I wondered fleetingly what my father would say if he found out that I had slept with Mason. I quickly pushed the unpalatable thought aside. Me or Mason or both of us being ground into human fertiliser and all that!
Mason and I were stretched out on our towels, facing each other. Our heads rested on our hands.
“So, I haven’t heard you bitching about Nix in a while. Are you good now?” Mason questioned, his eyes assessing my face. That slight amount of stubble he fashioned made him look even sexier, a bit rough. Just what I liked, it appeared. His voice washed over me like a caress, almost as if he was touching my skin. His hard-muscled body was extremely distracting, as was the thought of what was in those shorts of his.
I drew my bottom lip into my mouth, thinking about my reply. I didn’t want to say anything insulting and ruin the moment, “I think I’ve just accepted it now.”
Relief entered his features, “That’s the best thing, Amy. Accept it, and move on to more interesting things.”
“Like?” I said with a suggestive curl to my lip.
Mason knew I was fishing but he didn’t smile, “Yes, like us, but also you. Focus on yourself. You surely don’t want to carry on mucking out horses at Kipling’s forever?”
Shrugging my shoulders, I pursed my lips, “I guess I’ve never really thought about it.

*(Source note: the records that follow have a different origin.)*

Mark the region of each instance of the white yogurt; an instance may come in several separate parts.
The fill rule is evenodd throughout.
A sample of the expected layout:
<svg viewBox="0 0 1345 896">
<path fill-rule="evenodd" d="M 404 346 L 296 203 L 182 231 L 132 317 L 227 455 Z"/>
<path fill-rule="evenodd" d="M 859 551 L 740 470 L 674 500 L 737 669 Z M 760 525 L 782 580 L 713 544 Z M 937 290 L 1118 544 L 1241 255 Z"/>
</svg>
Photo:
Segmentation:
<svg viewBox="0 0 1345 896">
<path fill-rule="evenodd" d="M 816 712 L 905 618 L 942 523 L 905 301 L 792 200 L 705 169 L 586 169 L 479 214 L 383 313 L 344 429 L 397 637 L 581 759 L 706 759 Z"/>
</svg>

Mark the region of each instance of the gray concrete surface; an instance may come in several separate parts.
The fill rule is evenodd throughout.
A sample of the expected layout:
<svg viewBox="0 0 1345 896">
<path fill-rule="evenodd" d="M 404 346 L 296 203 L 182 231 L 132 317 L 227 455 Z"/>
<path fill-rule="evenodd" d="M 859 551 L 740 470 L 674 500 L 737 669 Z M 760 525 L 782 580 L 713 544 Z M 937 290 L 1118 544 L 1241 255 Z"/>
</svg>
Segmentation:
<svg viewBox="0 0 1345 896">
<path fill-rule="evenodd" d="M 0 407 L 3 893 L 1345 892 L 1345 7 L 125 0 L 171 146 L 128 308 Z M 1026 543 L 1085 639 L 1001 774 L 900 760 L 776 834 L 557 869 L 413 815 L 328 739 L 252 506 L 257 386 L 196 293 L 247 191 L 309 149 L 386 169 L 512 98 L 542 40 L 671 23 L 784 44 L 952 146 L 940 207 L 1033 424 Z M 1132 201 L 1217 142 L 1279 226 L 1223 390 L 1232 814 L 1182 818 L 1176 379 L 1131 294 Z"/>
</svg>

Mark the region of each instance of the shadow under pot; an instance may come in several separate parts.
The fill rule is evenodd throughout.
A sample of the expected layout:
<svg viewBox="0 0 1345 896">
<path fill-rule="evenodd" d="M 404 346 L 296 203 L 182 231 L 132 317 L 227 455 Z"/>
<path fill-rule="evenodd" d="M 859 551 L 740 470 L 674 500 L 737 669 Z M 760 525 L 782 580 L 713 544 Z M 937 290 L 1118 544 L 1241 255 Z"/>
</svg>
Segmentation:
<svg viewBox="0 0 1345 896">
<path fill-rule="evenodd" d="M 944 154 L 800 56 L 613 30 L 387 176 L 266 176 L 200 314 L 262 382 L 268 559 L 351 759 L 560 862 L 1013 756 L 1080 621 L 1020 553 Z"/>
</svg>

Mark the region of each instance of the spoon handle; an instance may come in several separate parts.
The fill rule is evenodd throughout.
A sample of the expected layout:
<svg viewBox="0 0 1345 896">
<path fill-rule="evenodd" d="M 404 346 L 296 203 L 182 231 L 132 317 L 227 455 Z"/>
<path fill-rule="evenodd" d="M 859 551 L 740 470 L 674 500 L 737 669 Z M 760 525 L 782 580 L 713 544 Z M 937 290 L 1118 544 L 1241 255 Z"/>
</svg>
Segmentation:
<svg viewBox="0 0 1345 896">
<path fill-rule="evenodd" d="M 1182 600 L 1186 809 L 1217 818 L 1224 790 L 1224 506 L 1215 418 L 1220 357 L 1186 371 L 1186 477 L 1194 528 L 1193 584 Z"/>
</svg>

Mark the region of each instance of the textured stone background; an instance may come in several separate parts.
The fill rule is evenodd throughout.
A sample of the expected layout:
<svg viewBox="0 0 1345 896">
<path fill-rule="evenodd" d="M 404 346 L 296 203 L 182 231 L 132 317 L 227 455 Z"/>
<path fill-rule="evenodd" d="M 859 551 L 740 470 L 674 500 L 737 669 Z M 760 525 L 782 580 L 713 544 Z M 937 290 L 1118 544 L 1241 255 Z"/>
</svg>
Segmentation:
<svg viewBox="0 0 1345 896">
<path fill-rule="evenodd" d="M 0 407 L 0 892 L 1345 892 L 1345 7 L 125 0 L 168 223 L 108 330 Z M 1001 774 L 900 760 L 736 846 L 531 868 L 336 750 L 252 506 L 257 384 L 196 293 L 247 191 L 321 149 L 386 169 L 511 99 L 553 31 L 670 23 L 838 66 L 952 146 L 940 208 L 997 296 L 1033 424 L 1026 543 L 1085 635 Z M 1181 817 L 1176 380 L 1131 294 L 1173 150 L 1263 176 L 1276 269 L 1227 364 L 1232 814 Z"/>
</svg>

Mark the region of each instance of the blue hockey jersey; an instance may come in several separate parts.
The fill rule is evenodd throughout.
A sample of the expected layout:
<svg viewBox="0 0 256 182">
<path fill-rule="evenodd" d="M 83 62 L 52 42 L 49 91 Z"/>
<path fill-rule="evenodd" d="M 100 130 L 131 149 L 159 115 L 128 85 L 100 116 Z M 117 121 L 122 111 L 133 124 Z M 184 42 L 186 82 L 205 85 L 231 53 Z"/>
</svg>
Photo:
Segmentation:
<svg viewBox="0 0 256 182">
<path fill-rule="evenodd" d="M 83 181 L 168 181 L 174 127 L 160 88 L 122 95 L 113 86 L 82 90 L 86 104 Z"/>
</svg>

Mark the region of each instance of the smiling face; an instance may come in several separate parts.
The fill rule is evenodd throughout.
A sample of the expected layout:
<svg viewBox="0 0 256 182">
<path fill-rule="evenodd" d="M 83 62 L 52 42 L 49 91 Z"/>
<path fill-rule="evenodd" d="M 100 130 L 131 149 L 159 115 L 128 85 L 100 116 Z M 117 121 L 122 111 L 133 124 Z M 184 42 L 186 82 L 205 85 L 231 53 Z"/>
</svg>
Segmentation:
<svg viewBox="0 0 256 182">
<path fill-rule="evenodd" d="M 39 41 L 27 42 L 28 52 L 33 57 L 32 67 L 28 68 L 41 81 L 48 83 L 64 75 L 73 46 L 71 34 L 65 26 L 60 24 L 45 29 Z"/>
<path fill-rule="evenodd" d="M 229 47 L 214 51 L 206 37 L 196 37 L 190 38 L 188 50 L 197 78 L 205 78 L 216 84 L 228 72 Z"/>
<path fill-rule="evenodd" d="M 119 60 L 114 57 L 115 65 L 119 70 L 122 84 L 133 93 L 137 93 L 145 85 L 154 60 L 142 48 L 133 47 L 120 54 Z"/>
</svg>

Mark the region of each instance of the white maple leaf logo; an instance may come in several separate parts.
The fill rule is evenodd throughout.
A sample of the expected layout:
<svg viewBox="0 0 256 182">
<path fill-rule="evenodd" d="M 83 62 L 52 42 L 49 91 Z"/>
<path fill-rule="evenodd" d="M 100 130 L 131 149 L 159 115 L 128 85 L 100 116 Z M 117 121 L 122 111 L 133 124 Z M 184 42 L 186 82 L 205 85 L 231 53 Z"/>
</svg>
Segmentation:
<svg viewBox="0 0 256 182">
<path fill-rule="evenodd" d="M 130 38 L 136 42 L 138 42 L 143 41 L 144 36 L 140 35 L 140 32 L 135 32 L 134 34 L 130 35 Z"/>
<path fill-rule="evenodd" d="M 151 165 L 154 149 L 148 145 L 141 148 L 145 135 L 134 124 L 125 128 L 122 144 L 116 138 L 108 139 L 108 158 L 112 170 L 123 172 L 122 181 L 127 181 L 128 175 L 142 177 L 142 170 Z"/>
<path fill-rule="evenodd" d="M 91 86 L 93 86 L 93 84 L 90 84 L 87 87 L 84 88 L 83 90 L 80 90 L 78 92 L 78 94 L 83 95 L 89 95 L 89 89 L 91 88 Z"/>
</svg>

Dad wants me to work on the farm and deal with the paperwork side of things but the thought makes me nauseous.”
“I’m not surprised. You’re an outdoor girl. I couldn’t be dealing with desk-based shit either,” Mason explained.
“Maybe I could ask Dad for a loan and set up my own business. Maybe a photography one,” I said honestly. Yes, I liked nice clothes and stuff but I wasn’t that materialistic really.
“Well, your work is certainly good enough. I checked out the pictures on your SD card,” Mason confessed.
“Thank you for giving it back to me,” I smiled and he returned that look. “And I do think about myself. Some people think too much sometimes.”
Mason rolled his eyes, “No you don’t. Not really. That’s a front. You’re too busy focusing on Jenna and her life to have any time for yourself.”
I didn’t like what he was saying but couldn’t deny it anymore. I had been too involved in my sister’s shit over the past couple of years. It had just taken me time to realise that.
“You seem to enjoy playing second fiddle to your sister, but you don’t have to,” Mason whispered. He wasn’t being mean; he was encouraging and I totally understood his point.